Pursuant to the aforementioned judgment of the Hon'ble Supreme Court, the Department of Posts issued circular dated 12th April, 1991, which came into force with effect from 29.11.1989 i.e., the date of judgment in Jagrit Mazdoor Union's case. As per the said scheme, temporary status was required to be conferred on all the casual labourers in employment as on 29.11.1989 and who continue to be currently employed and had rendered continuous service of at least one year of 240/206 days as the case may be. It would be relevant at this stage to reproduce the said scheme in its entirety:

1. Temporary Status' would be conferred on the casual labourers in employment as on 29.11.1989 and who continue to be currently employed and have rendered continuous service of at least one year; during the year they must have been engaged for a period of 240 days (206 days in the case of offices observing five days week).

2. Such casual workers engaged for full working hours viz., 8 hours including 1/2 hour's lunch time will be paid at daily rates on the basis of the minimum of the pay scale for a regular Group 'D' official including DA, HRA & CCA.

3. Benefit of increment at the same rate as applicable to Group 'D' employee would be taken into account for calculating per month rate wages, after completion of one year of service from the date of conferment of Temporary Status. Such increment will be taken into account after every one year of service subject to performance of duty for at least 240 days (206 days in establishments observing five days week) in the year.

4. Leave entitlement will be one day for every 10 days of work. Casual leave or any other kind of leave, except maternity leave, will not be admissible. No encashment of leave is permissible on termination of services for any reason or on the casual labourers quitting service.

5. Maternity leave to lady full time casual labourers will be allowed as admissible to regular Group 'D' employees.

6. 50% of the service rendered under Temporary status would be counted for the purpose of retirement benefits after regularisation as a regular Group 'D' official.

7. Conferment of Temporary Status does not automatically imply that the casual labourers would be appointed as a regular Group 'D' employee within any fixed time frame. Appointment to Group 'D' vacancies will continue to be done as. per the extant recruitment rules, which stipulate preference to eligible ED employees.
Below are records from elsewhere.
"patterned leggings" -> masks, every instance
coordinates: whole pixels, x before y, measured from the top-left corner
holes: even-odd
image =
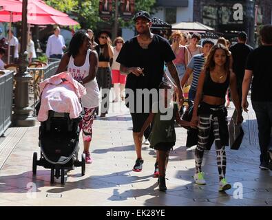
[[[201,164],[203,159],[204,151],[208,142],[211,129],[213,129],[216,142],[217,156],[217,166],[218,168],[219,177],[224,178],[226,175],[226,151],[225,146],[221,144],[219,135],[218,118],[212,115],[199,117],[198,145],[195,151],[196,172],[201,172]]]
[[[92,124],[94,123],[95,108],[84,108],[83,119],[79,124],[79,128],[82,130],[82,136],[83,141],[90,142],[92,137]]]

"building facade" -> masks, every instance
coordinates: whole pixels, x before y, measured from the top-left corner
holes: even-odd
[[[272,23],[272,0],[195,0],[193,20],[229,39],[245,31],[254,46],[259,25]]]
[[[195,0],[157,0],[151,16],[169,24],[193,21]],[[133,28],[123,28],[122,36],[128,40],[134,36]]]
[[[231,39],[244,31],[255,45],[255,0],[195,0],[193,20]]]

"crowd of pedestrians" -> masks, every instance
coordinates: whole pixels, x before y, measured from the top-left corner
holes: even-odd
[[[224,37],[216,43],[204,39],[200,45],[199,34],[191,36],[175,31],[169,41],[153,34],[151,16],[145,11],[137,12],[134,22],[138,34],[126,42],[118,36],[112,43],[111,34],[106,31],[100,32],[95,42],[92,30],[79,30],[64,55],[65,47],[59,28],[56,28],[49,38],[47,55],[61,58],[57,73],[68,71],[87,89],[87,95],[82,98],[84,117],[81,123],[86,162],[92,162],[90,147],[94,120],[99,111],[100,117],[108,113],[109,91],[113,87],[112,102],[125,101],[132,116],[136,157],[134,171],[140,172],[143,168],[141,153],[145,136],[145,142],[150,142],[150,147],[156,151],[154,177],[158,177],[159,189],[167,190],[166,168],[169,151],[176,142],[176,121],[196,134],[193,140],[196,145],[196,184],[206,184],[202,168],[204,152],[215,142],[218,190],[228,190],[231,188],[226,177],[228,100],[233,102],[236,124],[241,124],[242,111],[247,111],[247,98],[252,80],[251,101],[261,151],[260,168],[268,170],[272,158],[272,95],[269,92],[272,26],[266,25],[261,29],[262,45],[253,50],[247,44],[244,32],[239,33],[238,43],[233,45]],[[187,97],[185,88],[189,88]],[[191,117],[189,120],[182,120],[180,108],[185,102],[188,103],[187,113],[189,111]]]

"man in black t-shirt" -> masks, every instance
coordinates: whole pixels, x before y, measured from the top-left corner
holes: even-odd
[[[249,54],[242,83],[242,107],[247,111],[247,96],[252,80],[251,102],[256,113],[259,129],[261,169],[271,169],[272,138],[272,25],[266,25],[260,31],[262,45]]]
[[[143,168],[143,160],[141,155],[142,140],[138,135],[149,116],[152,101],[148,102],[147,107],[147,104],[145,106],[147,97],[143,95],[137,97],[137,89],[145,89],[149,91],[152,89],[158,89],[162,82],[164,64],[166,63],[178,87],[180,102],[183,100],[183,94],[176,68],[172,62],[176,56],[167,40],[151,32],[151,22],[148,12],[138,12],[134,21],[138,35],[123,45],[116,62],[121,63],[121,73],[127,75],[126,102],[132,118],[133,138],[137,154],[133,170],[139,172]],[[151,96],[147,96],[147,98]],[[143,111],[143,107],[140,107],[141,109],[137,109],[139,107],[139,100],[144,105],[143,108],[147,107],[148,111]]]
[[[233,60],[233,71],[236,75],[237,89],[240,103],[242,102],[242,84],[247,58],[249,53],[253,50],[252,47],[246,43],[247,41],[247,34],[244,32],[242,32],[238,34],[238,43],[229,48]]]

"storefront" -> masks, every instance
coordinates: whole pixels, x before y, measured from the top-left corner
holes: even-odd
[[[255,0],[195,0],[194,20],[231,39],[243,30],[255,43]]]

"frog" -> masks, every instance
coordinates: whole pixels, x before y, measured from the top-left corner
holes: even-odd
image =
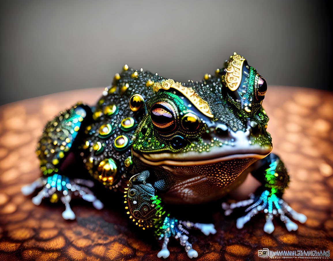
[[[110,194],[123,193],[129,219],[162,241],[158,257],[169,256],[168,243],[174,238],[191,258],[198,253],[189,231],[208,236],[216,230],[213,224],[180,220],[170,206],[221,199],[250,173],[261,186],[248,199],[223,202],[221,211],[227,216],[245,209],[236,219],[240,229],[262,213],[266,232],[274,230],[274,217],[288,231],[296,230],[298,225],[288,216],[301,223],[306,217],[282,198],[289,176],[271,153],[262,106],[267,90],[265,79],[235,52],[214,73],[195,82],[125,65],[95,105],[78,103],[46,124],[36,150],[41,177],[22,192],[39,189],[32,199],[36,205],[44,198],[60,200],[63,217],[73,220],[73,197],[104,207],[94,192],[97,183]],[[84,173],[76,171],[79,165]]]

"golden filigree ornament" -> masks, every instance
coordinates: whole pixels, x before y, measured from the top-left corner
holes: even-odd
[[[210,118],[214,118],[214,115],[212,114],[207,102],[200,97],[191,88],[182,86],[181,83],[175,82],[171,79],[155,83],[152,87],[153,90],[155,92],[158,91],[161,89],[164,90],[168,90],[170,88],[175,89],[183,94],[203,114]]]
[[[105,159],[101,161],[97,167],[97,171],[101,180],[113,183],[117,180],[117,165],[112,158]]]
[[[242,68],[245,59],[235,52],[230,58],[222,79],[227,87],[233,91],[237,89],[241,82]]]

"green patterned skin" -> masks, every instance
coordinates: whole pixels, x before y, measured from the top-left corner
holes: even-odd
[[[74,219],[72,197],[103,207],[89,188],[92,180],[98,181],[107,189],[124,192],[130,219],[164,239],[159,257],[168,256],[172,236],[191,258],[197,253],[187,241],[187,229],[208,235],[216,232],[213,225],[179,220],[170,215],[168,204],[217,199],[251,171],[262,187],[247,201],[222,204],[226,215],[246,206],[245,215],[237,219],[239,228],[263,212],[267,233],[274,230],[274,216],[288,230],[297,229],[286,215],[301,221],[306,218],[281,199],[289,178],[282,161],[270,154],[268,118],[262,106],[267,84],[242,57],[239,72],[231,68],[237,57],[235,53],[223,68],[200,81],[176,83],[181,89],[172,85],[159,89],[170,80],[125,65],[95,106],[78,103],[47,124],[37,150],[42,177],[22,192],[27,195],[43,187],[33,202],[60,199],[66,207],[63,217]],[[238,83],[237,88],[230,88],[230,82]],[[203,101],[197,103],[199,98]],[[84,166],[90,176],[75,171],[74,164]]]

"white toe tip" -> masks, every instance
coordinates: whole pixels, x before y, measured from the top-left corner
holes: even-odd
[[[170,252],[167,249],[162,249],[157,253],[157,257],[160,258],[163,257],[166,258],[170,255]]]
[[[197,257],[198,252],[193,248],[191,248],[187,252],[187,256],[190,258],[192,257]]]
[[[91,194],[85,194],[82,195],[82,198],[86,201],[92,202],[96,199],[96,197]]]
[[[22,187],[21,192],[24,196],[28,196],[32,194],[35,191],[35,187],[32,187],[30,185],[27,185]]]
[[[297,218],[296,219],[297,219],[301,223],[305,223],[307,219],[308,218],[305,215],[299,213],[297,215]]]
[[[213,224],[202,224],[201,227],[201,231],[207,236],[209,234],[215,234],[216,233],[216,230]]]
[[[95,209],[99,210],[104,208],[104,204],[99,199],[97,199],[93,202],[93,206]]]
[[[264,226],[264,231],[267,234],[271,234],[274,231],[274,225],[271,220],[267,220]]]
[[[289,232],[292,230],[296,231],[298,228],[298,226],[292,221],[288,221],[286,223],[286,227]]]
[[[236,222],[236,227],[238,229],[241,229],[244,227],[244,218],[242,217],[238,218]]]
[[[64,219],[73,220],[75,219],[75,214],[72,210],[66,210],[61,214]]]
[[[42,199],[38,196],[34,197],[31,199],[31,201],[37,206],[39,206],[42,203]]]

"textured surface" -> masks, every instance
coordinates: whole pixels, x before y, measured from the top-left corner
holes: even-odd
[[[162,242],[128,222],[121,195],[101,193],[106,207],[99,211],[73,201],[77,219],[69,221],[61,217],[61,204],[46,200],[36,207],[20,193],[23,185],[39,176],[34,151],[45,123],[78,100],[93,104],[102,90],[68,91],[0,107],[0,260],[158,259]],[[188,208],[179,216],[212,222],[217,230],[213,236],[196,231],[190,237],[197,260],[250,260],[263,248],[333,251],[332,104],[331,93],[269,87],[263,103],[270,119],[267,130],[291,178],[284,198],[308,220],[292,232],[276,221],[268,235],[262,230],[263,215],[238,230],[234,219],[222,215],[219,202]],[[178,242],[169,245],[169,260],[188,259]]]

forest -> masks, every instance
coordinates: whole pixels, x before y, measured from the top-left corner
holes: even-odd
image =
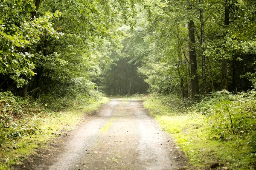
[[[0,3],[0,169],[104,96],[143,100],[194,166],[255,169],[256,86],[254,0]]]

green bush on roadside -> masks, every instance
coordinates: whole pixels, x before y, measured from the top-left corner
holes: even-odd
[[[176,96],[169,98],[151,94],[144,98],[144,106],[163,130],[173,134],[191,164],[210,167],[218,162],[234,170],[256,167],[255,91],[212,93],[186,108]]]

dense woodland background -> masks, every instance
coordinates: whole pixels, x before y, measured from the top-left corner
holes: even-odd
[[[148,106],[155,115],[195,113],[172,120],[180,128],[207,127],[200,139],[215,142],[214,155],[231,153],[217,157],[233,161],[230,169],[253,169],[256,85],[255,0],[0,2],[0,147],[38,135],[40,121],[29,122],[49,113],[104,94],[145,94],[150,106],[166,107]],[[166,117],[163,129],[173,133],[176,123]],[[220,145],[229,150],[214,152]],[[191,147],[189,158],[207,157]]]
[[[255,79],[255,3],[5,0],[0,88],[24,98],[89,95],[94,78],[113,95],[246,91]]]

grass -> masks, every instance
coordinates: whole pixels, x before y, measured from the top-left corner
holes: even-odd
[[[49,142],[65,130],[73,129],[85,114],[90,114],[109,101],[108,99],[103,98],[92,101],[87,105],[80,106],[75,110],[53,113],[44,116],[34,115],[29,122],[30,125],[37,127],[34,134],[6,141],[2,144],[0,147],[0,170],[9,170],[12,165],[20,163],[22,160],[35,153],[36,149],[47,147]],[[22,120],[17,121],[18,124]]]
[[[192,165],[210,167],[218,163],[220,169],[255,169],[256,150],[250,145],[250,138],[220,140],[212,134],[209,116],[182,107],[173,108],[165,103],[154,95],[144,98],[145,107],[163,130],[173,135]]]

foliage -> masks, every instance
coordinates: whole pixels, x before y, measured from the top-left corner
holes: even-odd
[[[74,128],[85,113],[108,101],[98,96],[98,99],[84,96],[84,102],[73,107],[77,110],[55,112],[32,99],[24,100],[10,92],[0,92],[0,169],[9,169],[18,164],[65,130]]]
[[[228,169],[254,169],[255,93],[221,91],[187,109],[177,109],[175,97],[169,102],[156,94],[144,98],[144,105],[195,166],[217,162]]]
[[[122,41],[123,48],[118,52],[113,51],[110,57],[113,63],[109,67],[102,65],[102,75],[95,80],[99,88],[108,95],[131,96],[145,93],[148,88],[144,81],[145,76],[137,70],[147,50],[143,30],[138,27],[126,32],[128,35]]]

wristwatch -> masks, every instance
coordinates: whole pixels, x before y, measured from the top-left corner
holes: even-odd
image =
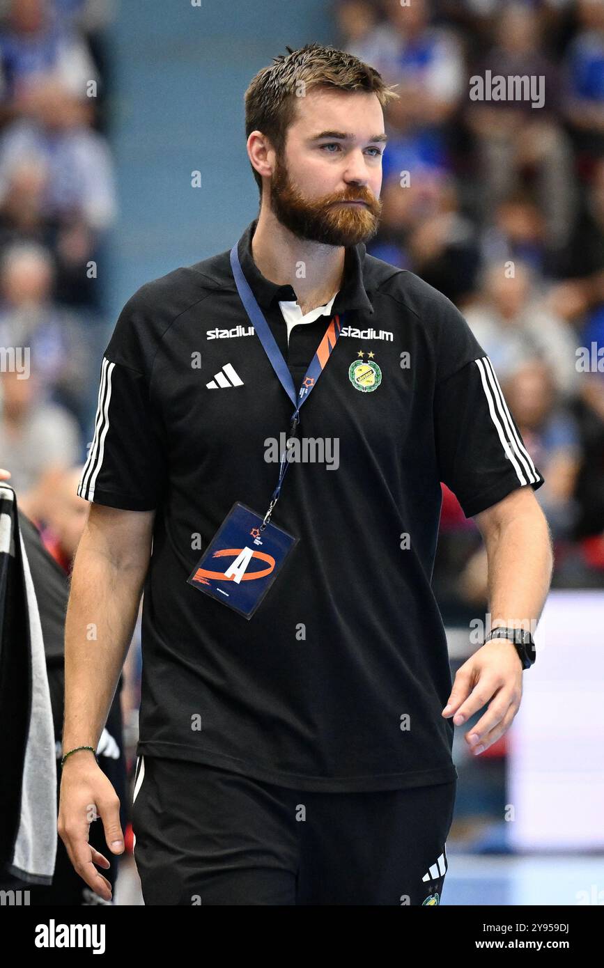
[[[534,642],[530,632],[527,632],[524,628],[504,628],[502,625],[498,625],[497,628],[491,629],[485,642],[489,642],[490,639],[509,639],[510,642],[514,643],[516,651],[520,655],[523,669],[530,669],[536,658]]]

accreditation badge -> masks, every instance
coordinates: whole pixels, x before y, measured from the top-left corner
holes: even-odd
[[[283,529],[235,501],[187,579],[189,585],[251,619],[297,544]]]

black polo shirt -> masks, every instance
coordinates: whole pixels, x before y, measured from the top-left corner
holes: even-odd
[[[299,386],[328,318],[293,327],[289,286],[243,271]],[[142,614],[138,753],[303,790],[457,776],[447,645],[431,578],[440,481],[467,516],[543,483],[455,306],[347,250],[344,328],[300,410],[338,462],[292,463],[273,522],[299,541],[248,621],[187,582],[234,501],[267,508],[268,439],[292,405],[240,302],[228,250],[142,286],[106,348],[77,493],[156,508]],[[316,452],[317,453],[317,452]],[[325,451],[327,454],[327,450]]]

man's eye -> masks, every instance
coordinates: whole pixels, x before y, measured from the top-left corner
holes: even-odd
[[[341,148],[341,147],[342,147],[342,145],[338,144],[337,141],[331,141],[329,144],[321,144],[320,145],[320,150],[322,151],[324,148]],[[372,155],[372,158],[379,158],[381,156],[381,154],[382,154],[382,152],[379,150],[379,148],[368,148],[367,150],[368,151],[375,151],[376,152],[375,155]],[[333,155],[333,154],[335,154],[335,152],[328,151],[327,154],[328,155]]]

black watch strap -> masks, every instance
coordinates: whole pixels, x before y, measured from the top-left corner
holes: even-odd
[[[509,639],[510,642],[513,642],[516,651],[520,656],[523,669],[530,669],[530,666],[534,663],[536,658],[534,642],[532,641],[530,632],[528,632],[526,629],[506,628],[503,625],[498,625],[497,628],[491,629],[485,638],[485,642],[489,642],[491,639]]]

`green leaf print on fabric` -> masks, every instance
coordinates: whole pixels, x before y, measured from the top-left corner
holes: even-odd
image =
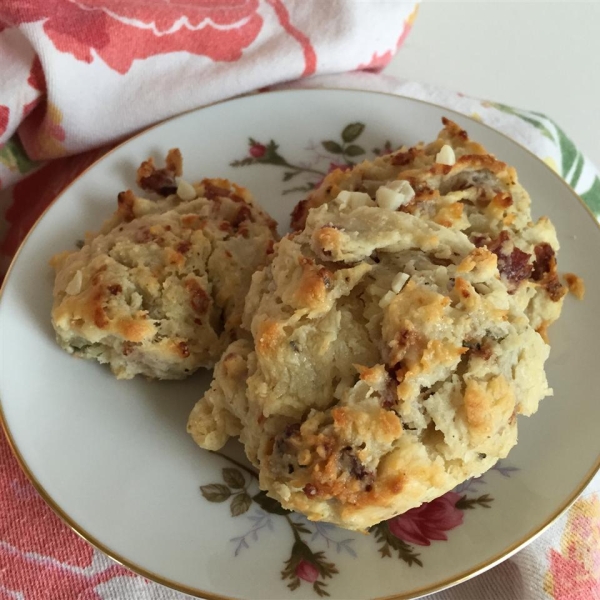
[[[595,177],[590,189],[581,194],[581,199],[596,216],[600,216],[600,178],[598,176]]]
[[[16,136],[0,147],[0,163],[6,165],[10,171],[18,171],[21,174],[29,173],[39,165],[27,156],[21,140]]]

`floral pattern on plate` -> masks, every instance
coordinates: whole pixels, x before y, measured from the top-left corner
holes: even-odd
[[[326,580],[339,571],[326,552],[335,550],[337,554],[347,553],[356,558],[353,542],[357,534],[330,523],[313,523],[303,515],[284,509],[279,502],[258,489],[257,473],[225,454],[216,454],[235,466],[223,468],[222,481],[202,485],[200,491],[209,502],[228,503],[232,517],[246,515],[250,522],[249,529],[230,540],[235,544],[234,556],[250,549],[252,543],[259,541],[261,534],[273,532],[274,519],[284,519],[292,531],[293,544],[281,569],[281,579],[288,581],[287,586],[292,591],[302,583],[308,583],[319,596],[329,596]],[[488,473],[496,471],[510,477],[517,470],[504,461],[498,461]],[[485,485],[484,476],[469,479],[431,502],[373,526],[369,533],[381,558],[397,555],[409,567],[423,567],[421,554],[415,551],[415,546],[425,547],[432,542],[447,541],[447,532],[463,524],[465,511],[491,508],[494,499],[489,494],[480,493],[482,485]],[[325,549],[316,550],[319,546]]]

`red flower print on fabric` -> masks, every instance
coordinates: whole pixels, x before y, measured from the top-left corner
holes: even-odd
[[[8,127],[8,117],[10,116],[10,110],[8,106],[2,106],[0,104],[0,136],[4,135],[6,128]]]
[[[257,9],[258,0],[22,0],[9,16],[43,20],[57,50],[88,63],[97,54],[126,73],[137,59],[178,51],[235,61],[262,28]]]

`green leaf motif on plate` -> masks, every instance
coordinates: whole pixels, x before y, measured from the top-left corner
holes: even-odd
[[[346,144],[349,144],[357,139],[364,129],[364,123],[350,123],[344,127],[344,130],[342,131],[342,139],[344,142],[346,142]]]
[[[331,152],[331,154],[341,154],[343,152],[342,147],[333,140],[324,140],[321,142],[321,145],[327,152]]]
[[[379,553],[382,558],[391,558],[392,551],[398,553],[398,558],[403,560],[409,567],[413,564],[423,566],[419,554],[417,554],[412,546],[409,546],[405,541],[397,538],[391,531],[387,521],[379,523],[370,530],[375,537],[375,541],[380,544]]]
[[[468,498],[467,496],[463,496],[460,500],[458,500],[455,506],[459,510],[469,510],[471,508],[477,508],[478,506],[482,506],[483,508],[491,508],[490,502],[493,501],[494,499],[489,494],[483,494],[478,498]]]
[[[269,498],[266,492],[258,492],[255,496],[252,496],[252,500],[256,502],[265,512],[271,513],[272,515],[287,515],[291,511],[286,510],[273,498]]]
[[[362,146],[359,146],[358,144],[350,144],[350,146],[346,148],[347,156],[359,156],[360,154],[364,153],[364,148]]]
[[[234,490],[241,489],[246,485],[246,480],[239,469],[225,467],[222,473],[223,481]]]
[[[241,492],[233,498],[231,506],[229,507],[232,517],[239,517],[245,512],[248,512],[250,505],[252,504],[252,498],[246,492]]]
[[[225,502],[231,496],[231,490],[222,483],[200,486],[200,491],[209,502]]]

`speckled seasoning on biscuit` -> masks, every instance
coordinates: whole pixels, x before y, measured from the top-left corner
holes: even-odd
[[[277,239],[247,190],[179,179],[178,150],[166,164],[149,160],[138,170],[154,199],[120,193],[99,233],[52,259],[58,343],[122,379],[181,379],[214,366],[241,334],[252,273]]]
[[[193,409],[260,485],[365,530],[478,476],[552,392],[565,288],[513,168],[445,120],[438,140],[334,172],[254,274],[243,327]]]

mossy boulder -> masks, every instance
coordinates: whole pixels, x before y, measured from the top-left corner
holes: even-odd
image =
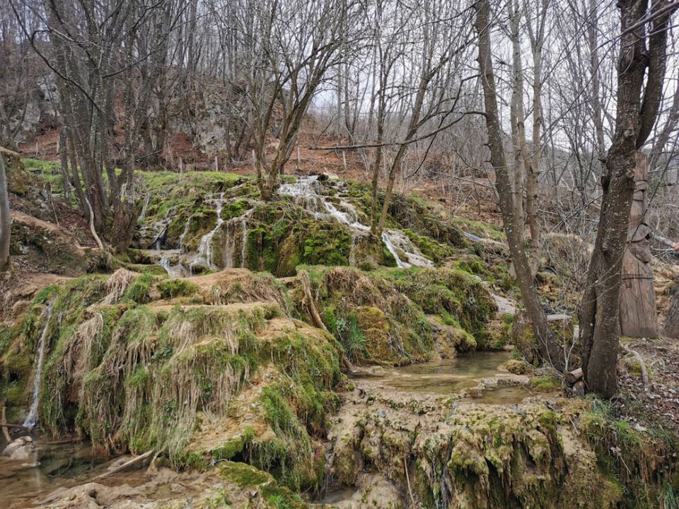
[[[34,269],[66,276],[80,276],[99,263],[70,232],[21,212],[12,213],[10,255]]]

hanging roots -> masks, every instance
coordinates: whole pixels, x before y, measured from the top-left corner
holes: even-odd
[[[102,303],[112,304],[117,301],[123,294],[127,286],[139,274],[127,269],[118,269],[106,281],[106,296]]]

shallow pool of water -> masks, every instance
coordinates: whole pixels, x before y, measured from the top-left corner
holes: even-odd
[[[385,368],[381,370],[379,378],[386,385],[400,391],[450,394],[500,373],[500,365],[510,358],[510,353],[506,351],[475,352],[452,359]],[[356,378],[376,377],[359,375]]]
[[[54,443],[33,437],[36,450],[28,460],[0,455],[0,504],[30,506],[51,491],[86,482],[103,472],[105,458],[92,453],[88,443]],[[6,446],[0,441],[0,451]],[[37,466],[35,464],[37,463]]]

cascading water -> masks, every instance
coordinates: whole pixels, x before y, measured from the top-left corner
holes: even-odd
[[[35,378],[33,380],[33,394],[30,402],[30,409],[26,420],[23,421],[23,427],[32,430],[37,423],[37,408],[40,406],[40,378],[42,376],[42,358],[45,356],[45,341],[47,336],[47,327],[50,326],[50,319],[52,318],[52,304],[47,305],[45,313],[45,327],[40,340],[37,346],[37,365],[35,367]]]
[[[343,210],[340,210],[327,197],[320,194],[320,185],[318,177],[301,177],[294,184],[285,184],[279,189],[281,194],[291,196],[295,199],[295,203],[305,207],[308,204],[313,203],[314,209],[311,211],[316,218],[333,217],[340,223],[343,223],[353,230],[354,235],[352,240],[352,250],[356,243],[356,235],[370,230],[370,227],[359,221],[359,215],[352,204],[340,198],[338,205]],[[318,204],[321,204],[325,212],[318,212]],[[425,257],[407,235],[397,230],[385,230],[382,232],[382,241],[384,242],[389,252],[396,260],[397,267],[407,269],[412,267],[434,267],[431,260]],[[405,256],[407,261],[402,259]],[[355,257],[353,252],[349,255],[350,264],[355,264]]]
[[[224,193],[219,194],[219,198],[215,200],[215,209],[217,213],[217,224],[212,230],[204,235],[200,239],[200,243],[198,245],[198,252],[196,254],[196,259],[191,264],[195,265],[199,262],[204,262],[209,269],[214,269],[212,264],[212,238],[217,233],[217,230],[224,223],[224,220],[221,217],[221,209],[224,206]]]

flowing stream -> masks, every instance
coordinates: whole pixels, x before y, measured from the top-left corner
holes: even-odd
[[[239,186],[236,187],[238,187]],[[359,214],[354,205],[342,197],[331,198],[323,194],[317,176],[299,177],[293,183],[282,185],[278,192],[283,196],[292,197],[296,204],[303,207],[316,219],[332,219],[347,225],[352,235],[349,264],[356,264],[357,260],[355,249],[358,239],[361,236],[367,235],[370,232],[370,227],[361,222]],[[245,267],[248,245],[248,219],[254,209],[250,209],[238,217],[225,221],[221,217],[221,212],[226,201],[231,199],[225,198],[225,194],[226,193],[222,192],[218,197],[206,197],[206,201],[214,203],[217,222],[214,228],[201,238],[195,253],[186,253],[184,244],[190,228],[190,216],[187,219],[184,230],[179,237],[179,256],[175,255],[176,250],[160,250],[159,243],[154,246],[158,253],[154,255],[156,263],[165,269],[170,277],[190,275],[199,265],[204,266],[211,270]],[[214,242],[216,242],[215,235],[220,230],[224,235],[221,242],[221,262],[219,258],[216,262],[214,256]],[[385,229],[382,232],[382,241],[394,257],[397,266],[400,268],[407,269],[413,266],[434,267],[431,261],[420,252],[408,236],[398,230]],[[238,249],[239,242],[240,250]]]
[[[26,420],[23,421],[23,427],[32,430],[37,423],[37,409],[40,402],[40,378],[42,376],[42,358],[45,356],[45,340],[47,335],[47,328],[50,326],[50,319],[52,317],[52,304],[47,305],[45,313],[45,327],[40,334],[40,342],[37,346],[37,365],[35,367],[35,378],[33,380],[33,393],[31,397],[30,409]]]
[[[0,503],[4,507],[33,507],[58,488],[70,488],[91,481],[106,471],[111,461],[93,454],[88,442],[42,441],[33,435],[35,450],[24,460],[0,455]],[[0,438],[0,451],[6,443]],[[143,481],[139,472],[117,474],[114,485]]]
[[[300,177],[294,183],[282,185],[279,193],[293,197],[297,204],[310,210],[316,218],[332,217],[349,226],[354,236],[352,242],[352,250],[356,243],[356,236],[370,231],[369,226],[359,221],[359,214],[352,204],[340,197],[338,209],[329,200],[329,197],[320,194],[320,182],[316,176]],[[322,210],[319,210],[321,208]],[[394,257],[396,264],[402,269],[407,269],[413,265],[420,267],[434,267],[431,261],[419,252],[408,236],[398,230],[384,230],[382,232],[382,241]],[[354,258],[352,254],[349,255],[350,259]]]
[[[219,198],[214,201],[217,213],[217,224],[200,239],[200,243],[198,245],[198,252],[196,254],[195,259],[191,264],[195,265],[204,262],[211,269],[215,268],[214,265],[212,264],[212,238],[214,237],[214,234],[217,233],[217,230],[224,223],[224,220],[221,217],[221,209],[224,206],[224,193],[221,193]]]

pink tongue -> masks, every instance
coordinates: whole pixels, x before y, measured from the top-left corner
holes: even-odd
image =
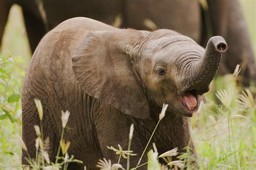
[[[197,104],[196,97],[191,92],[186,92],[183,96],[183,98],[185,99],[185,101],[186,102],[186,104],[187,105],[188,110],[190,111],[193,110]]]

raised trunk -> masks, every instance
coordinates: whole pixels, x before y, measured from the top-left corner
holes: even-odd
[[[191,77],[188,77],[188,83],[182,87],[181,93],[186,91],[197,90],[203,94],[209,90],[209,85],[213,79],[219,67],[221,53],[227,50],[227,44],[221,36],[214,36],[208,41],[205,52],[202,59],[194,63],[191,67]]]

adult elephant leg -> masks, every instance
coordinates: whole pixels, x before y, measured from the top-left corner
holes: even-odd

8. After rendering three years' continuous Service after conferment of temporary status, the casual labourers would be treated at par with temporary Group D employees for the purpose of contribution to General Provident Fund. They would also further be eligible for the grant of Festival Advance/Flood Advance on the same conditions as are applicable to temporary Group D employees, provided they furnish two sureties from permanent Government Servants of this Department.

9. Their entitlement to Productivity-Linked Bonus will continue to be at the rate applicable to casual labourers.

10. Temporary status does not debar dispensing with the services of a casual labourer after following the due procedure.

11. If a labourer with temporary status commits a misconduct and the same is proved in an enquiry after giving him reasonable opportunity, his services will be dispensed with.

12. Casual labourers maybe regularised in units other than recruiting units also, subject to availability of vacancies.

13. For purpose of appointment as a regular Group D official, the casual labourers will be allowed age relaxation to the extent of service rendered by them as casual labourers.

14. The casual labourers can be deployed anywhere within the recruitment unit/territorial circle on the basis of availability of work.

15. The engagement of the casual labourers will continue to be on daily rates of pay on need basis.

16. The conferment of temporary status has no relation to availability of sanctioned regular Group-D posts.

17. No recruitment from open market for Group-D posts except compassionate appointments will be done till casual labourers with the requisite qualification are available to fill up the posts in question."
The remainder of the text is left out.